Sacha Llorenti addresses the Security Council in 2014 wearing the Palestinian keffiyeh, a symbol of resistance.

Sacha Llorenti addresses the Security Council in 2014 wearing the Palestinian keffiyeh, a symbol of resistance. | Photo: Reuters
Bolivia’s ruling Movement for Socialism party has a longstanding history of supporting Palestine’s struggle for liberation.
As Bolivia’s presidency of the U.N. Security Council begins in June, coinciding with 50 years of Israel’s illegal occupation, President Evo Morales announced Monday that the occupation of Palestine will be a priority.
“Our priorities: conflict in the Middle East of 50 years of the occupation of Palestine, and non-proliferation of chemical and nuclear weapons,” Morales tweeted.
In another tweet he said, “We assume with great responsibility the presidency of the U.N. Security Council and we will work for the resolution of international conflicts.”
Bolivia’s Permanent Representative to the United Nations, Sacha Llorenti, will act as president of the Security Council for the month.

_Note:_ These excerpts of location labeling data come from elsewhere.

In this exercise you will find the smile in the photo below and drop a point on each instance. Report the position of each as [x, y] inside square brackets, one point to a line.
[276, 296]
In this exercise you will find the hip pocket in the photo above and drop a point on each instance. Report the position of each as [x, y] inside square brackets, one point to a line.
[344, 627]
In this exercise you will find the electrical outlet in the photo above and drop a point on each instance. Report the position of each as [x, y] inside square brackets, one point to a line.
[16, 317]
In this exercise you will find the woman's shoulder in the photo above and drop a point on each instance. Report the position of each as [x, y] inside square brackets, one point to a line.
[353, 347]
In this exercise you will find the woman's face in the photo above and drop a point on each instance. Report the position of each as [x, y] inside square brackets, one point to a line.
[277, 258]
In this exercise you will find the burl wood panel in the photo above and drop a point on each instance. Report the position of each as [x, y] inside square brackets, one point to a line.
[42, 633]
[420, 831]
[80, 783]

Llorenti stated that Morales will raise the issue of international peace and security and preventive diplomacy during the first session, which will take place Tuesday, Agencia Boliviana de Informacion reported.
“It is a very high responsibility to chair this body, we want to live up to that responsibility. Bolivia has a very clear voice in the United Nations and fundamentally now that it is part of the Security Council,” Llorenti said last week.
The ambassador also stated that the ongoing situation around the Korean peninsula, as well as Syria will serve as top priorities. The socialist Andean nation is also seeking to bring attention to the ongoing Colombian peace process, as well as the need for foreign aid to Haiti.
Fifty years ago this week, Israel seized the West Bank, East Jerusalem, and the Gaza Strip, as well as the Syrian Golan Heights, and the Egyptian Sinai Peninsula, in a matter of six days. Later dubbed the “The Six Day War,” Israel delivered what came to be known as the “Naksa,” meaning setback or defeat in Arabic, to the armies of neighboring Arab countries, as well as Palestinians who lost all of their land in the conflict.
Bolivia’s ruling Movement for Socialism party has a longstanding history of supporting Palestine’s struggle for liberation.
In February, the Bolivian government called for an end to the Israeli occupation of Palestine at the International Conference in Support of the Palestinian Intifada held in Tehran.
“We call for the recognition of the full, sovereign, free and independent form of the Palestinian State,” said Bolivian Plurinational Legislative Assembly representative Romina Perez Ramos.
In addition, last year, Morales condemned Israel’s policies during his address at the United Nations General Assembly, calling, again, for an end to the occupation of Palestine.
“Israel’s warmongering policies are probably one of the most barbaric examples in the world,” Morales said. “We have to stop the genocide against the Palestinians.”
In 2014, Morales broke diplomatic relations with Israel, calling it a “terrorist state.”